Chip Fulghum, deputy under secretary for management at the Department of Homeland Security (DHS), will depart the agency this summer, according to statements from leaders of the House Homeland Security Committee issued today in connection with a subcommittee hearing to review the Trump administration’s FY2020 budget proposal for DHS’ Management Directorate.
Rep. Bennie Thompson, D-Miss., chairman of the full committee, thanked Fulghum in a statement for his “extraordinary service” to DHS over the past six-plus years. Fulghum assumed his current title in 2015.
Rep. Thompson also bemoaned the impact of Fulghum’s departure, saying, “I would be remiss however to not express my concern regarding what Mr. Fulghum’s departure means for the direction of the Department. The Deputy Under Secretary for Management (USM) alongside of the USM, oversees all aspects of the Department’s management programs, including financial, human capital, information technology, procurement, security, and asset management.”
“The current USM, Ms. Claire Grady, is also performing the duties of the Department’s number two official–the Deputy Secretary. DHS has been without a Deputy Secretary for a year now–and no nominee has been named for the position.
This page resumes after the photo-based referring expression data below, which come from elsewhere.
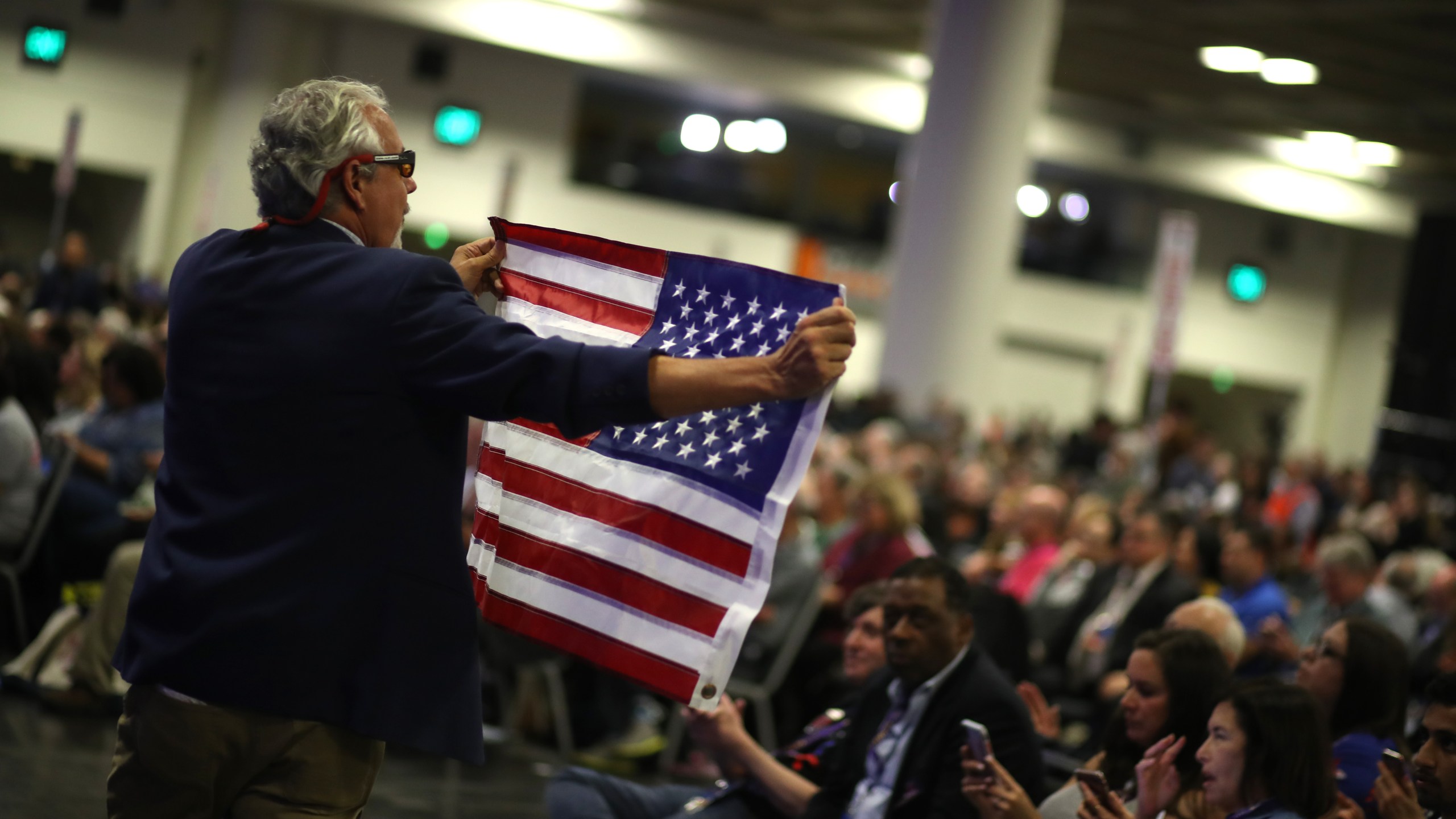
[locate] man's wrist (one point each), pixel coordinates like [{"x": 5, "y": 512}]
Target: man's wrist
[{"x": 772, "y": 381}]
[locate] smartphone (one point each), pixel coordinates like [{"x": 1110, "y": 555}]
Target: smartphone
[
  {"x": 1097, "y": 781},
  {"x": 976, "y": 739},
  {"x": 1395, "y": 763}
]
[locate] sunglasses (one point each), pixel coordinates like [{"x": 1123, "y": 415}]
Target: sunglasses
[{"x": 405, "y": 161}]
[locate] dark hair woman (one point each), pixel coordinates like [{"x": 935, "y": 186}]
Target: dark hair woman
[
  {"x": 1358, "y": 674},
  {"x": 1267, "y": 757},
  {"x": 1176, "y": 680}
]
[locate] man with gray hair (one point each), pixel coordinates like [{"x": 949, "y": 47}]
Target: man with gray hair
[
  {"x": 303, "y": 597},
  {"x": 1215, "y": 618},
  {"x": 1347, "y": 573}
]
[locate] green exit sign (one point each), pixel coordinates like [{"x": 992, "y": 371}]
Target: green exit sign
[
  {"x": 43, "y": 46},
  {"x": 1247, "y": 283},
  {"x": 456, "y": 126}
]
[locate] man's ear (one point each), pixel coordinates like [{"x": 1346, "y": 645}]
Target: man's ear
[{"x": 353, "y": 185}]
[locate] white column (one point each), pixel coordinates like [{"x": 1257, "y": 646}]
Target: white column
[{"x": 958, "y": 231}]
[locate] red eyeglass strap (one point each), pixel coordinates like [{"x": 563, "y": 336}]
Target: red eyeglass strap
[{"x": 318, "y": 203}]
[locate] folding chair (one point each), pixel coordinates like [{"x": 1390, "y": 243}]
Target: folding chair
[
  {"x": 11, "y": 569},
  {"x": 760, "y": 693}
]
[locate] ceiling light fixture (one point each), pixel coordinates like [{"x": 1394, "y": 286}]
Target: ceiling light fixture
[
  {"x": 1379, "y": 155},
  {"x": 700, "y": 133},
  {"x": 742, "y": 136},
  {"x": 1231, "y": 57},
  {"x": 1033, "y": 200},
  {"x": 772, "y": 136},
  {"x": 1285, "y": 72}
]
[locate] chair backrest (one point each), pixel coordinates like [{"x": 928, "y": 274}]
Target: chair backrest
[
  {"x": 799, "y": 633},
  {"x": 50, "y": 498}
]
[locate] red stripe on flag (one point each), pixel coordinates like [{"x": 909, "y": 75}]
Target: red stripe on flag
[
  {"x": 667, "y": 678},
  {"x": 610, "y": 581},
  {"x": 491, "y": 462},
  {"x": 551, "y": 431},
  {"x": 657, "y": 525},
  {"x": 487, "y": 528},
  {"x": 615, "y": 254},
  {"x": 597, "y": 309}
]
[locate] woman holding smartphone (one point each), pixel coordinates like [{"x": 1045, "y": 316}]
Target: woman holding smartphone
[
  {"x": 1176, "y": 680},
  {"x": 1267, "y": 757},
  {"x": 1358, "y": 675}
]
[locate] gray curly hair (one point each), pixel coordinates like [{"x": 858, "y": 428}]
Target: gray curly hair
[{"x": 305, "y": 131}]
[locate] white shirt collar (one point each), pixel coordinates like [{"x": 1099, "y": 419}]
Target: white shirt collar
[{"x": 347, "y": 232}]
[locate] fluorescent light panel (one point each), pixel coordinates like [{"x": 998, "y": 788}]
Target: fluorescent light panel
[
  {"x": 1231, "y": 59},
  {"x": 1285, "y": 72}
]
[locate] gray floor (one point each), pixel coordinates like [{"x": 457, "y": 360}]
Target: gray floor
[{"x": 56, "y": 768}]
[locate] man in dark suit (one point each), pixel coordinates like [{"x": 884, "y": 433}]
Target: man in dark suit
[
  {"x": 1122, "y": 601},
  {"x": 303, "y": 594},
  {"x": 71, "y": 283},
  {"x": 901, "y": 758}
]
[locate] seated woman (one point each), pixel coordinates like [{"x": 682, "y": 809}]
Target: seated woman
[
  {"x": 1267, "y": 757},
  {"x": 762, "y": 784},
  {"x": 886, "y": 534},
  {"x": 1176, "y": 680},
  {"x": 21, "y": 474},
  {"x": 1358, "y": 674},
  {"x": 115, "y": 451}
]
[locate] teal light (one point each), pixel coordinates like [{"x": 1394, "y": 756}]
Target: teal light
[
  {"x": 458, "y": 126},
  {"x": 44, "y": 44},
  {"x": 437, "y": 235},
  {"x": 1247, "y": 283},
  {"x": 1222, "y": 379}
]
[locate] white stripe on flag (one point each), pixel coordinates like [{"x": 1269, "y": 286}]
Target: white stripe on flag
[
  {"x": 554, "y": 324},
  {"x": 614, "y": 545},
  {"x": 590, "y": 611},
  {"x": 634, "y": 481},
  {"x": 627, "y": 286}
]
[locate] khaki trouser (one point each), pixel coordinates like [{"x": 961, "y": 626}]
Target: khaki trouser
[
  {"x": 101, "y": 631},
  {"x": 181, "y": 760}
]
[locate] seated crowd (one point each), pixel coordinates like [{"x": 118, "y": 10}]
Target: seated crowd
[
  {"x": 1136, "y": 626},
  {"x": 1189, "y": 633},
  {"x": 82, "y": 374}
]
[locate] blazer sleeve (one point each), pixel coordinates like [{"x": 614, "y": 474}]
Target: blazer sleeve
[{"x": 450, "y": 351}]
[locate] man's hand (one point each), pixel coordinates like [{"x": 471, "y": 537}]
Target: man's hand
[
  {"x": 812, "y": 359},
  {"x": 1158, "y": 777},
  {"x": 1094, "y": 808},
  {"x": 1044, "y": 717},
  {"x": 816, "y": 353},
  {"x": 1395, "y": 796},
  {"x": 719, "y": 730},
  {"x": 994, "y": 792},
  {"x": 479, "y": 266}
]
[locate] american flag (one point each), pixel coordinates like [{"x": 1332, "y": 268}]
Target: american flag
[{"x": 647, "y": 548}]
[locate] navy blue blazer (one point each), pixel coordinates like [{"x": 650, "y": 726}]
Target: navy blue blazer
[{"x": 306, "y": 557}]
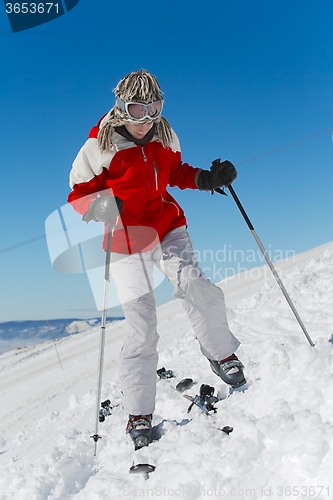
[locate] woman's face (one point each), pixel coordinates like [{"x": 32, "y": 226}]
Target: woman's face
[{"x": 138, "y": 130}]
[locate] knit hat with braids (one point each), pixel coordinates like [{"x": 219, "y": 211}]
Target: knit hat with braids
[{"x": 136, "y": 86}]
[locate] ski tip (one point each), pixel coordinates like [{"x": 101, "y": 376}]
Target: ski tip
[
  {"x": 227, "y": 429},
  {"x": 142, "y": 469}
]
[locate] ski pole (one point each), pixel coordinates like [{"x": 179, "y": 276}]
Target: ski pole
[
  {"x": 269, "y": 262},
  {"x": 96, "y": 436}
]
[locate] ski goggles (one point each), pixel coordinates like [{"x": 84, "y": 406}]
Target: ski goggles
[{"x": 139, "y": 110}]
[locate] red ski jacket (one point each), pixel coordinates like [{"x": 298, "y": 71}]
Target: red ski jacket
[{"x": 139, "y": 176}]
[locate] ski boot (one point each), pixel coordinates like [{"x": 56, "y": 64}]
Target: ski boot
[
  {"x": 140, "y": 429},
  {"x": 230, "y": 370}
]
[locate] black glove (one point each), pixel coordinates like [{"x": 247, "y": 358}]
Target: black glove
[
  {"x": 219, "y": 175},
  {"x": 104, "y": 209}
]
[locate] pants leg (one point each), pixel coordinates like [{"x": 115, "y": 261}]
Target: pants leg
[
  {"x": 202, "y": 300},
  {"x": 138, "y": 359}
]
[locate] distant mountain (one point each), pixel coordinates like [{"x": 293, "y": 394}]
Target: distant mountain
[{"x": 18, "y": 334}]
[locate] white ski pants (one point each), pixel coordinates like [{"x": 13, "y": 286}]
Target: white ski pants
[{"x": 202, "y": 300}]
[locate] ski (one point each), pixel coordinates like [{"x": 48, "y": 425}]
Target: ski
[
  {"x": 144, "y": 469},
  {"x": 206, "y": 401}
]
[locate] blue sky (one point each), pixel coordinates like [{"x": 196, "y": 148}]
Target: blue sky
[{"x": 240, "y": 79}]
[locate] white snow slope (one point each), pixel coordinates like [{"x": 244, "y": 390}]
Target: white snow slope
[{"x": 282, "y": 442}]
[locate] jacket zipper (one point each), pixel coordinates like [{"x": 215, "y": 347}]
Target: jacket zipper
[
  {"x": 154, "y": 166},
  {"x": 171, "y": 203},
  {"x": 143, "y": 154},
  {"x": 156, "y": 175}
]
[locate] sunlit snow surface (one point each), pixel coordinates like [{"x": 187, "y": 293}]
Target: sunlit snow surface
[{"x": 281, "y": 446}]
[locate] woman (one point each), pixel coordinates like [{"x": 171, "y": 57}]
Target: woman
[{"x": 130, "y": 158}]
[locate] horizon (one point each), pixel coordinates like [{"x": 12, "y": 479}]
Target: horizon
[{"x": 234, "y": 89}]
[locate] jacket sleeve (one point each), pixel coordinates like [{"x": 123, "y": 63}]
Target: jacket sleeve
[
  {"x": 87, "y": 177},
  {"x": 182, "y": 174}
]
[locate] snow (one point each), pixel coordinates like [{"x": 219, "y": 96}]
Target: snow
[{"x": 281, "y": 446}]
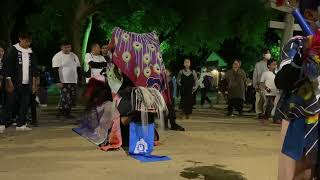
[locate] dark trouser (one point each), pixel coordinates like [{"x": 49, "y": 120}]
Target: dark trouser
[
  {"x": 204, "y": 96},
  {"x": 22, "y": 94},
  {"x": 33, "y": 106},
  {"x": 171, "y": 115},
  {"x": 269, "y": 106},
  {"x": 67, "y": 97},
  {"x": 43, "y": 95},
  {"x": 235, "y": 103}
]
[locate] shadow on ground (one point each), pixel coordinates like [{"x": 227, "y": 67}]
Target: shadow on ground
[{"x": 215, "y": 172}]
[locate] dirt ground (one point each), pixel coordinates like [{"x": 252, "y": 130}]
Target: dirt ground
[{"x": 213, "y": 147}]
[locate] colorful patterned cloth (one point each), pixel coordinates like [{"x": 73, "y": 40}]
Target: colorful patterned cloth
[{"x": 139, "y": 58}]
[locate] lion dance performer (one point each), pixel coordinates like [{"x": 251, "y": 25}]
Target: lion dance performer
[
  {"x": 299, "y": 106},
  {"x": 122, "y": 111}
]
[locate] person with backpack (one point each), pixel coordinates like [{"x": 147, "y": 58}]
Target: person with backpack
[
  {"x": 67, "y": 70},
  {"x": 205, "y": 83}
]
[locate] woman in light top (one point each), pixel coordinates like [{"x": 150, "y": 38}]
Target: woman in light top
[{"x": 96, "y": 62}]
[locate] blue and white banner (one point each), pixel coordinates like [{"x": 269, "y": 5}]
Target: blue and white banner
[{"x": 141, "y": 143}]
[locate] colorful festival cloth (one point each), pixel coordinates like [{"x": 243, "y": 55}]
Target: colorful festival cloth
[
  {"x": 139, "y": 58},
  {"x": 96, "y": 124},
  {"x": 299, "y": 103}
]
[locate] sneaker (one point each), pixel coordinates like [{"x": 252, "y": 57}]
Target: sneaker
[
  {"x": 23, "y": 128},
  {"x": 69, "y": 116},
  {"x": 277, "y": 122},
  {"x": 177, "y": 128},
  {"x": 2, "y": 129},
  {"x": 43, "y": 105}
]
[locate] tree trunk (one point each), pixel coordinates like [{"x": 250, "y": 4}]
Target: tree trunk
[
  {"x": 80, "y": 13},
  {"x": 8, "y": 10}
]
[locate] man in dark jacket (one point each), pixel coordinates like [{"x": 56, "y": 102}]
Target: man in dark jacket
[
  {"x": 20, "y": 70},
  {"x": 171, "y": 108}
]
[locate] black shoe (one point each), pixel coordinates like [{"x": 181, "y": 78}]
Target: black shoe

Without a Deputy Secretary and with a departing Deputy USM, I am genuinely concerned about the day-to-day management of the Department. These vacancies undoubtedly hamper the Department’s ability to run effectively and efficiently. I urge the President to quickly nominate a Deputy Secretary and hope that someone as committed as Mr. Fulghum will soon be appointed to fill his shoes.”
Rep. Xochtil Torres Small, D-N.M., chairwoman of the Oversight, Management, and Accountability Subcommittee, also thanked Fulghum for his service, and said his departure “speaks to the challenges the Department continues to face in terms of unity, vision, and morale.
Elsewhere during today’s subcommittee hearing, Thompson in a written statement hammered DHS for its failure to deliver a required updated of its Quadrennial Homeland Security Review (QHSR).
Thompson said the most recent QHSR was due in December 2017, and lamented that 15 months later, “the Trump administration has yet to supply Congress with its vision and priorities” for DHS. He quoted DHS as saying it expects to issue the report early in 2019, and that the document would help support DHS’ FY2020 budget request.
“Yet, we still do not have the QHSR,” Thompson said. “While the Management Directorate is not specifically responsible for drafting the QHSR, I am unsure what was used to formulate DHS’ budget proposal in its absence. I sincerely hope that the QHSR is delivered before the Full Committee hearing on the overall Department budget request with Secretary Nielsen next month.”
Regarding individual budget lines, Thompson said he hoped DHS would use “a decent portion” of its requested $126 million in funding for the Office of the Chief Human Capital Officer to fund efforts to improve employee morale at DHS, and to increase diversity in the agency’s workforce.
In his testimony, Fulghum noted several technology-related items in the FY2020 budget request including $120 million for financial systems modernization, which he said will pay for “ongoing work to improve systematic internal controls, standardize business processes, strengthen cybersecurity, maintain audit sustainability, and provide accurate and timely financial reporting.”
He said another $10 million requested would pay for better human resource IT, and that an $11 million request would fund work on a Cyber Management Talent System (CMTS) “to create a new personnel system that will provide the cyber workforce this country needs through an update of the current classification system.” He said the CMTS will “position DHS to compete for top talent in the ever-changing field of cybersecurity, likely serving as a model for future civil service reform.”